Le réchauffement climatique au cours de ce millénaire pourrait dépasser les estimations précédentes en raison des boucles de rétroaction du cycle du carbone. C’est la conclusion d’une nouvelle étude de l’Institut de recherche sur l’impact climatique de Potsdam (PIK). L’analyse montre que la réalisation de l’objectif de l’Accord de Paris de limiter l’augmentation de la température mondiale bien en dessous de 2 °C n’est réalisable que dans des scénarios de très faibles émissions, et si la sensibilité climatique est inférieure aux meilleures estimations actuelles. L’article est le premier à faire des projections à long terme sur les 1 000 prochaines années tout en tenant compte des rétroactions du cycle du carbone actuellement établies, y compris le méthane.
« Notre étude démontre que même dans des scénarios d’émissions généralement considérés comme « sûrs », où le réchauffement climatique est généralement considéré comme restant inférieur à 2 °C, les rétroactions du climat et du cycle du carbone, comme le dégel du pergélisol, pourraient entraîner des augmentations de température nettement supérieures à ce seuil », explique Christine Kaufhold, scientifique au PIK et auteure principale de l’article publié dans Environmental Research Letters.
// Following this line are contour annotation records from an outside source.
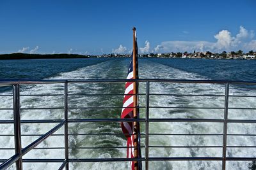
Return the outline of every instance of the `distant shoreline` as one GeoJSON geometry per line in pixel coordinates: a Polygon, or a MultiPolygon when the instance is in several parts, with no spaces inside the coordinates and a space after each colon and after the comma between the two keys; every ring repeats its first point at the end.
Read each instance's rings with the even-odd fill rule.
{"type": "Polygon", "coordinates": [[[0,54],[0,60],[83,59],[89,57],[89,55],[68,53],[29,54],[23,53],[13,53],[10,54],[0,54]]]}
{"type": "MultiPolygon", "coordinates": [[[[202,57],[191,57],[191,56],[141,56],[139,55],[139,58],[161,58],[161,59],[221,59],[221,60],[256,60],[256,56],[254,57],[211,57],[208,56],[202,57]]],[[[58,54],[30,54],[23,53],[13,53],[10,54],[0,54],[1,60],[29,60],[29,59],[88,59],[88,58],[130,58],[130,55],[80,55],[80,54],[68,54],[68,53],[58,53],[58,54]]]]}

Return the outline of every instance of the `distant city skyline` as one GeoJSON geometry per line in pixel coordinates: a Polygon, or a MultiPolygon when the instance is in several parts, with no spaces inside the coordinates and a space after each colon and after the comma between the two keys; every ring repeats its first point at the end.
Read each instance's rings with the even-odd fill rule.
{"type": "Polygon", "coordinates": [[[256,1],[0,1],[0,53],[256,50],[256,1]],[[138,1],[138,2],[137,2],[138,1]]]}

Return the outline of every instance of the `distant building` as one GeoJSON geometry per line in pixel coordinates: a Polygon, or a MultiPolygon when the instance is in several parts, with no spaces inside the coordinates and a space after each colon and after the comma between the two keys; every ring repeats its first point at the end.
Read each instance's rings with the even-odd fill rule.
{"type": "Polygon", "coordinates": [[[256,57],[255,57],[255,55],[244,55],[244,56],[243,56],[243,57],[244,58],[244,59],[256,59],[256,57]]]}

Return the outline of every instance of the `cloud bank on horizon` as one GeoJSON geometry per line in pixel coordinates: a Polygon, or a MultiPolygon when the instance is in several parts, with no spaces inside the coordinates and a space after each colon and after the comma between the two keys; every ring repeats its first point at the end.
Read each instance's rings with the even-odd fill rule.
{"type": "MultiPolygon", "coordinates": [[[[189,34],[188,31],[185,34],[189,34]]],[[[240,26],[239,32],[232,36],[231,32],[228,30],[220,31],[214,37],[216,42],[205,41],[163,41],[154,48],[150,47],[150,42],[147,40],[145,46],[139,48],[141,53],[169,53],[169,52],[221,52],[222,51],[237,51],[242,50],[245,51],[256,50],[256,39],[254,31],[248,31],[243,26],[240,26]]],[[[126,52],[127,48],[120,45],[119,48],[113,50],[113,52],[121,53],[126,52]]]]}
{"type": "MultiPolygon", "coordinates": [[[[184,31],[183,31],[184,32],[184,31]]],[[[186,34],[189,32],[185,31],[186,34]]],[[[222,30],[217,34],[214,36],[216,39],[215,42],[206,41],[163,41],[155,47],[151,47],[149,41],[145,42],[145,46],[139,48],[139,53],[170,53],[170,52],[221,52],[222,51],[237,51],[242,50],[244,52],[249,50],[256,51],[256,39],[254,31],[246,30],[243,26],[240,26],[239,32],[232,36],[231,32],[228,30],[222,30]]],[[[37,53],[38,53],[39,46],[36,46],[35,48],[29,50],[29,46],[23,47],[19,50],[17,52],[37,53]]],[[[131,53],[126,46],[120,45],[116,49],[112,49],[112,53],[124,54],[131,53]]],[[[101,48],[101,52],[102,48],[101,48]]],[[[54,51],[55,53],[55,51],[54,51]]],[[[68,50],[68,53],[80,53],[77,50],[74,51],[72,48],[68,50]]],[[[86,51],[85,54],[90,52],[86,51]]]]}
{"type": "MultiPolygon", "coordinates": [[[[236,36],[232,36],[227,30],[222,30],[214,36],[216,42],[205,41],[163,41],[157,45],[152,52],[220,52],[223,50],[237,51],[238,50],[255,50],[256,39],[253,39],[254,31],[248,31],[240,26],[239,32],[236,36]]],[[[141,50],[141,53],[149,52],[141,50]]]]}

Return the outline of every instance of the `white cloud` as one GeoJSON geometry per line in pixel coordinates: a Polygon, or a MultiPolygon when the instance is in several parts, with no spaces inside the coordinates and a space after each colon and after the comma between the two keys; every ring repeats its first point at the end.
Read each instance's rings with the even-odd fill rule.
{"type": "Polygon", "coordinates": [[[145,46],[142,48],[140,48],[140,51],[141,53],[148,53],[150,49],[150,44],[149,43],[148,41],[147,40],[145,42],[145,46]]]}
{"type": "Polygon", "coordinates": [[[214,36],[214,38],[217,39],[217,42],[215,43],[216,47],[220,50],[229,48],[232,41],[234,39],[231,36],[230,32],[227,30],[220,31],[218,34],[214,36]]]}
{"type": "Polygon", "coordinates": [[[68,53],[72,53],[72,51],[73,51],[73,49],[72,49],[72,48],[69,49],[69,50],[68,50],[68,53]]]}
{"type": "Polygon", "coordinates": [[[26,53],[29,49],[29,46],[23,47],[22,49],[18,50],[18,53],[26,53]]]}
{"type": "Polygon", "coordinates": [[[204,52],[206,49],[212,48],[212,43],[197,41],[164,41],[155,48],[155,52],[204,52]]]}
{"type": "Polygon", "coordinates": [[[205,41],[163,41],[154,48],[154,52],[221,52],[222,50],[255,50],[256,40],[252,39],[254,37],[254,31],[246,30],[240,26],[239,32],[236,36],[232,36],[231,32],[227,30],[222,30],[214,36],[216,39],[215,42],[205,41]]]}
{"type": "Polygon", "coordinates": [[[256,51],[256,39],[252,40],[248,43],[245,43],[244,45],[244,49],[249,51],[253,50],[256,51]]]}
{"type": "Polygon", "coordinates": [[[30,50],[30,53],[35,53],[37,52],[37,50],[39,49],[39,46],[37,45],[34,49],[30,50]]]}
{"type": "Polygon", "coordinates": [[[122,45],[120,45],[118,48],[115,50],[113,49],[112,52],[115,53],[124,53],[127,50],[127,48],[126,46],[123,46],[122,45]]]}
« Nous avons constaté que le réchauffement maximal pourrait être beaucoup plus élevé que prévu dans des scénarios d’émissions faibles à modérées. » L’étude projette les impacts à long terme du changement climatique d’origine humaine et souligne que même de petits changements dans les émissions pourraient entraîner un réchauffement beaucoup plus important que prévu, ce qui compliquerait davantage les efforts visant à atteindre les objectifs de l’Accord de Paris. « Cela souligne le besoin urgent d’efforts encore plus rapides de réduction et d’élimination du carbone », a déclaré M. Kaufhold.
La plupart des études sont à trop court terme pour saisir le pic de réchauffement, car elles se terminent en 2100 ou 2300. En effectuant des simulations plus longues et en intégrant toutes les principales rétroactions du cycle du carbone, y compris le cycle du méthane, les chercheurs ont pu évaluer le réchauffement supplémentaire potentiel de ces rétroactions et estimer le réchauffement maximal possible.
L’équipe a utilisé le nouveau modèle du système terrestre CLIMBER-X de PIK pour simuler des scénarios climatiques futurs au cours du prochain millénaire sous trois trajectoires d’émissions faibles à modérées, des trajectoires qui s’alignent sur les tendances récentes de décarbonisation. CLIMBER-X intègre des processus physiques, biologiques et géochimiques clés, y compris les conditions atmosphériques et océaniques. Il représente également un cycle interactif du carbone, y compris le méthane, pour simuler la façon dont le système terrestre réagit à différents forçages climatiques, tels que les émissions de gaz à effet de serre d’origine humaine.
La sensibilité climatique façonne les résultats climatiques futurs
Les simulations de l’étude prennent en compte une gamme de sensibilités climatiques d’équilibre (SEC) comprises entre 2 °C et 5 °C, définies comme « très probables » par le Groupe d’experts intergouvernemental sur l’évolution du climat. L’ECS est une mesure critique en science du climat, estimant l’augmentation de la température mondiale associée à un doublement des concentrations de CO₂.
« Nos résultats montrent que l’objectif de l’Accord de Paris n’est réalisable que dans des scénarios d’émissions très faibles et si l’ECS est inférieur aux meilleures estimations actuelles de 3 °C », explique Matteo Willeit, scientifique du PIK et co-auteur de l’étude. « Si l’ECS dépasse 3°C, la réduction des émissions de carbone doit s’accélérer encore plus rapidement qu’on ne le pensait pour maintenir l’objectif de Paris à portée de main. »
L’article souligne le rôle important que joue l’ECS dans l’élaboration des résultats climatiques futurs, tout en révélant les risques de ne pas estimer avec précision l’ECS. Il souligne l’urgence de quantifier plus précisément cette métrique et de mieux la contraindre. « Nos recherches sont très claires : les actions d’aujourd’hui détermineront l’avenir de la vie sur cette planète pour les siècles à venir », conclut Johan Rockström, directeur du PIK et co-auteur de l’article.
« La fenêtre pour limiter le réchauffement climatique en dessous de 2°C se referme rapidement. Nous voyons déjà des signes que le système terrestre perd de sa résilience, ce qui peut déclencher des rétroactions qui augmentent la sensibilité du climat, accélèrent le réchauffement et augmentent les écarts par rapport aux tendances prévues. Pour garantir un avenir vivable, nous devons de toute urgence intensifier nos efforts de réduction des émissions. L’objectif de l’Accord de Paris n’est pas seulement un objectif politique, c’est une limite physique fondamentale.